But ah too soon those heavy tydings fly,
To strike thee with amazing misery;
Oh how I sympathize with thy sad heart,
And in thy griefs still bear a second part:
I lost a daughter dear, but thou a wife,
Who lov’d thee more (it seem’d) then her own life.
Thou being gone, she longer could not be,
Because her Soul she’d sent along with thee.
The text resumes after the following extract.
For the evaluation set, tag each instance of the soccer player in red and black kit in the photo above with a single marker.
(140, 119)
One week she only past in pain and woe,
And then her sorrows all at once did go;
A Babe she left before, she soar’d above,
The fifth and last pledg of her dying love,
E’re nature would, it hither did arrive,
No wonder it no longer did survive.
So with her Children four, she’s now a rest,
All freed from grief (I trust) among the blest;
She one hath left, a joy to thee and me,
The Heavens vouchsafe she may so ever be.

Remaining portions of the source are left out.